教員紹介

作業療法士時代の患者様とのエピソード(作業療法学科 長 彰純先生)

作業療法士時代に経験したこと

私は精神科病院で作業療法士をしていました。
治療と共に回復し、無事退院していく中で、どうしても長期の入院(10年以上など)になってしまう患者様も少なくはありませんでした。
そのような方々と手工芸やレクレーションを通じて作業療法を実施する事が私の仕事の一つでした。
そして毎日、治療として作業を提供していく中でふと「これを続けていってもこの方々は退院できないのではないかな。」と考えるようになりました。

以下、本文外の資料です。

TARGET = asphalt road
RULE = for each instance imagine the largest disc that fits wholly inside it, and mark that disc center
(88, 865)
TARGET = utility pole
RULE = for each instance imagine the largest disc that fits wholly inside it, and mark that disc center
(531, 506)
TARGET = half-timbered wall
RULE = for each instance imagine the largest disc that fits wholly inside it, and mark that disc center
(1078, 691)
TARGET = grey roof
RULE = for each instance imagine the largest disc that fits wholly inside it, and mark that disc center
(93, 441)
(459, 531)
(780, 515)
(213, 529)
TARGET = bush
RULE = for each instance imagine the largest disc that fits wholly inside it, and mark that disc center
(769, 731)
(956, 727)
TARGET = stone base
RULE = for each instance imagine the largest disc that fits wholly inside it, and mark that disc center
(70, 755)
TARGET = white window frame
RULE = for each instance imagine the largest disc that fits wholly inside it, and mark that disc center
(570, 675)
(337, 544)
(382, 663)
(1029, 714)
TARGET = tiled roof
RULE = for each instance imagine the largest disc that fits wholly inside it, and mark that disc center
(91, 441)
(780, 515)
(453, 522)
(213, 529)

作業療法士としての私の意識を変えた、ある”きっかけ”

しかし、あるきっかけから、私の意識が変わりました。

地域のイベントで「オリジナルTシャツを作って海岸に飾る」という今思えばとても変わったイベントがありました。
それならばと担当していた患者様数名をメンバーとし、Tシャツを作成しました。当時のメンバーは提供されたものは一生懸命に取り組んでくれる患者様でした。

患者様への作業療法で学んだこと

私の勢いは止まらず、さらには地域にまで出て行きました。

近隣の幼稚園にお願いして、
まずは、運動会と夏祭り用にポスターや旗のようなものを作成して使ってもらいました。

幼稚園児は・・・何歳くらい?? 
どんなものが売れるのかな・・・・??
なんて話し合いになります。とはいえ最初は私たちが決めたものを作ってもらいました。

この時のターゲットは・・・女の子です。

やりました・・・・・・・。
なんとか女の子の心をつかみました。

これをきっかけにメンバーの発言内容が変わります。

「次はこんなのを作りたい。」
「店に行ってどんな生地があるか見てみないと・・・。」
「なんで私たちもイベントに行けなかったの?」

びっくりしました。

これまでは作業療法としてその患者様に見合う作業をこちらが提供し、それを患者様が実施するというのが大きな流れでした。

しかしこの時は、メンバーが自分で考え、次の作業の提案するようになったのです。この経験は患者様の思考を健康にし、私たちが普段当たり前に考えるはずの事を、彼らも考えるようになったのです。

とはいえ、私がしたことは何か特別な治療をしたわけではなりません。患者様を退院させることができたわけでもありません。

でもこういった「当たり前のことができること。」の重要性を改めて感じる経験でした。